Re: Cache-Cache and Binary Encoding

On 19/01/2013 8:58 a.m., James M Snell wrote:
> Just one more for the day... Looking at Cache-Control.. Currently the 
> cache-control header consists of a list of named directives that 
> optionally have associated values. The format is extensible which is 
> great, but makes things a bit more difficult to optimize. Let's look 
> at a few random examples...
>
> Cache-Control: public (6 bytes)
> Cache-Control: public, max-age=1600 (21 bytes)
> Cache-Control: no-store, no-transform, must-revalidate (39 bytes)
>
> Let's see if we can do better.
>
> First off, let's assume that Cache-Control on requests can have a 
> different encoding than Cache-Control on responses. For requests, 
> let's make it:
>
>  +----------+----------+---------------------+
>  | no-cache | no-store |   no-transform      |
>  +----------+-----+----+---------+-----------+
>  | only-if-cached |xxxx| max-age | max-stale |
>  +-----------+----+----+---------+-----------+
>  | min-fresh | num-ext | repeating ext block |
>  +-----------+-----+---+---------+-----------+
>
>  no-cache       = 1 bit
>  no-store       = 1 bit
>  no-transform   = 1 bit
>  only-of-cached = 1 bit
>  xxx            = 4 reserved bits
>

I looked at these headers encoding for network-friendly-01 draft.

I suggest we take a closer look at what those flags *mean* and translate 
the meaning into bits not a 1:1 mapping of the flags. There are a couple 
like no-cache which become much clearer and some missing HTTP/1 flags 
which become visible when we do that.

storage: read-only, write-only, revalidate


HTTP/1          -> HTTP/2
must-revalidate -> store revalidate
no-cache        -> store revalidate
no-store        -> store read-only
only-if-cached  -> store read-only, revalidate
max-age=0       -> store write-only


We are missing a "store write-only + revalidate" option in HTTP/1. 
Meaning fetch this object as a cache MISS but allow it to be stored for 
future use. At face value "no-cache" gives people to assume that it 
means store is write-only, but the specification details do not match 
the common assumption.

store write-only + revalidate is missing as a single HTTP/1 flag. It 
sort of makes sense as a client driven force-refresh update which is 
forcibly revalidating the clients copy and only updates cached data IF 
it matches that same copy. A sort of cross between must-revalidate and 
only-if-cached.



>  max-age        = uintvar
>  max-stale      = uintvar
>  min-fresh      = uintvar
>  num-ext        = 1 byte
>

These ones are much clearer, but min-fresh is still a little obtuse in 
its naming.

   time-since-creation: min-age, max-age, max-stale

We can also go a little further. min-age as a question only makes sense 
on requests, wanting an object of minimum age in response. On Responses 
it makes sense to use it as an answer saying this object is minimum of X 
age already. Which allows us to drop the Age: headers entirely and use 
the min-age Cache-Control bits to store the responses current age value.

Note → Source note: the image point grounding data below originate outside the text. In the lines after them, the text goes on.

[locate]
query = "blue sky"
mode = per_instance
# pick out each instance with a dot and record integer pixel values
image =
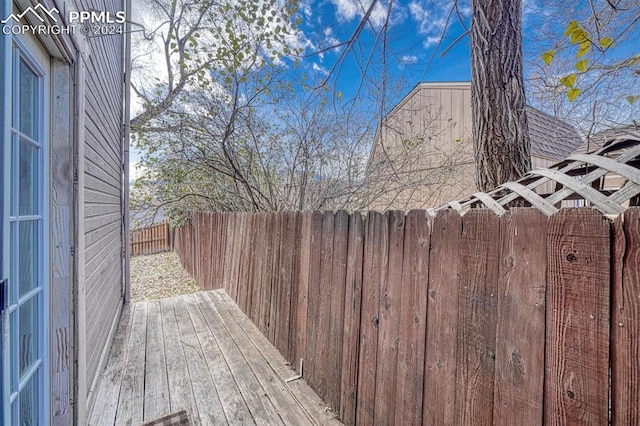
(415, 32)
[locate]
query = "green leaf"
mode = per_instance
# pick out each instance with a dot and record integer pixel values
(585, 46)
(579, 36)
(568, 81)
(606, 42)
(547, 57)
(570, 28)
(582, 65)
(573, 94)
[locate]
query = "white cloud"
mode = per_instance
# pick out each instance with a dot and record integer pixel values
(319, 69)
(409, 59)
(347, 10)
(432, 19)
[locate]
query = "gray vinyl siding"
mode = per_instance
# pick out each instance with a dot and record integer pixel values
(103, 188)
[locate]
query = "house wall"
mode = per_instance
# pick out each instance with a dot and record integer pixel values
(102, 207)
(423, 155)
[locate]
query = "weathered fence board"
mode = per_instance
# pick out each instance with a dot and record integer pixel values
(520, 330)
(442, 319)
(337, 289)
(352, 309)
(413, 320)
(625, 347)
(388, 326)
(313, 316)
(577, 347)
(406, 319)
(374, 273)
(477, 313)
(151, 239)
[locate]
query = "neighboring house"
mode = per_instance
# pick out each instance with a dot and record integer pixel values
(423, 152)
(600, 139)
(611, 181)
(62, 204)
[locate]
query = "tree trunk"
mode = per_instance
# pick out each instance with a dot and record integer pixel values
(500, 131)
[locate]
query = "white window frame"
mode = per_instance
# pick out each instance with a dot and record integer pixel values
(33, 53)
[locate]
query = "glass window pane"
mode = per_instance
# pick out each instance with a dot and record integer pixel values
(28, 179)
(28, 334)
(28, 256)
(28, 100)
(29, 403)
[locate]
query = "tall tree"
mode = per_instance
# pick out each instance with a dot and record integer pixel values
(500, 131)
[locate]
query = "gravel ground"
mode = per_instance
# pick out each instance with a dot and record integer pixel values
(157, 276)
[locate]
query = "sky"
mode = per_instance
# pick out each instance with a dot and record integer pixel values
(416, 30)
(426, 42)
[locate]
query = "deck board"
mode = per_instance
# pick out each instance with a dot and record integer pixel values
(200, 353)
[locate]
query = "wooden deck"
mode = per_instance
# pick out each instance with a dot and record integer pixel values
(200, 353)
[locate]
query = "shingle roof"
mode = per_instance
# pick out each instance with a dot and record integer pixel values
(551, 137)
(598, 140)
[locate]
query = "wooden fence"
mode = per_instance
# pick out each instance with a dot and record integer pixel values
(152, 239)
(403, 319)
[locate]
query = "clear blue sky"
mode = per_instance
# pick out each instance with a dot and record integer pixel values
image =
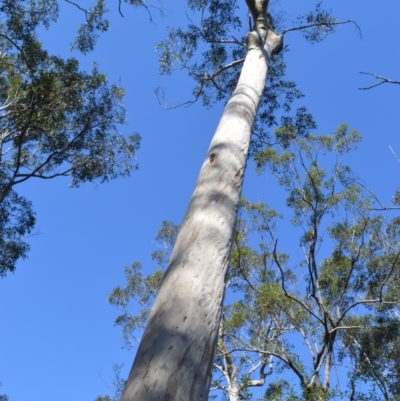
(57, 340)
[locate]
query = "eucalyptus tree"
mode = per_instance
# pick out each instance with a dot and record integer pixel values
(55, 120)
(316, 325)
(175, 356)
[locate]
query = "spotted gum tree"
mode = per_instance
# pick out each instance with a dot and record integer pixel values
(174, 359)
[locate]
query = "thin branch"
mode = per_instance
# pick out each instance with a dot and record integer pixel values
(284, 286)
(383, 80)
(395, 155)
(388, 276)
(159, 93)
(303, 27)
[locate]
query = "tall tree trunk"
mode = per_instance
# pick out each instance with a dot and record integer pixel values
(174, 358)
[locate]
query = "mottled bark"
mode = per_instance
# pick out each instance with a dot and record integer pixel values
(174, 359)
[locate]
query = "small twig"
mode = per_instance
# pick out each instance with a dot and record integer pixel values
(397, 157)
(188, 103)
(303, 27)
(383, 80)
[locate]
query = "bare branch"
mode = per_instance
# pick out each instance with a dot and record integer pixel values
(303, 27)
(383, 80)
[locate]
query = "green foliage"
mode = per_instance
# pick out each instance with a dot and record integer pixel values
(55, 119)
(140, 289)
(211, 50)
(17, 219)
(117, 386)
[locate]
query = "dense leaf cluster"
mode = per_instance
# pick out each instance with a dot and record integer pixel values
(55, 120)
(211, 49)
(334, 309)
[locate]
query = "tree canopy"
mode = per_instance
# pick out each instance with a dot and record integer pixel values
(56, 120)
(315, 326)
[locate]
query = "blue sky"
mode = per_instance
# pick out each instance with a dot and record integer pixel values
(57, 340)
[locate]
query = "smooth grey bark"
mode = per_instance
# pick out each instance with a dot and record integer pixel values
(174, 359)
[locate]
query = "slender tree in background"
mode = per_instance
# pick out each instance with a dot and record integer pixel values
(174, 359)
(322, 324)
(55, 120)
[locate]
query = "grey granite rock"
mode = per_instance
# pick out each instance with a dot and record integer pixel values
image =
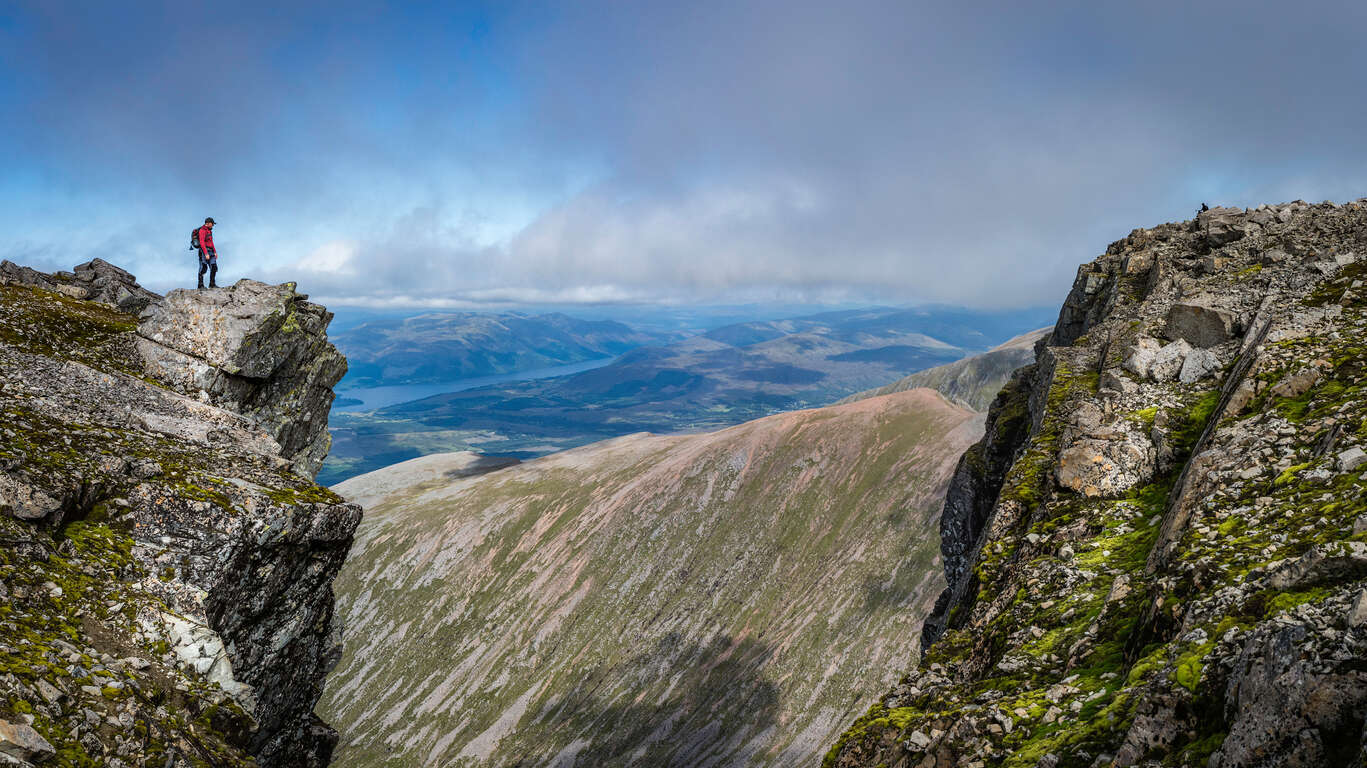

NOTE to Phillip in response to
"Why do HTTP request messages have dates in them anyhow?
If they do not cause a state machine to behave differently then lets get 
rid of them."

All these age fields are timestamps relative to the Date: header on the 
response. Which allows us to store values of up to 1 year offset from 
the Date: epoch in 31-bits, with one bit for valid/invalid value marker. 
Caches can opt the 32-bit signedness bit as that marker for easy coding.

PS. This is another reason I'm in favour of the 1-year default caching 
limitation. It would help us avoid wasting 4 bytes and doing 64-bit 
calculations on max-age which are usually short.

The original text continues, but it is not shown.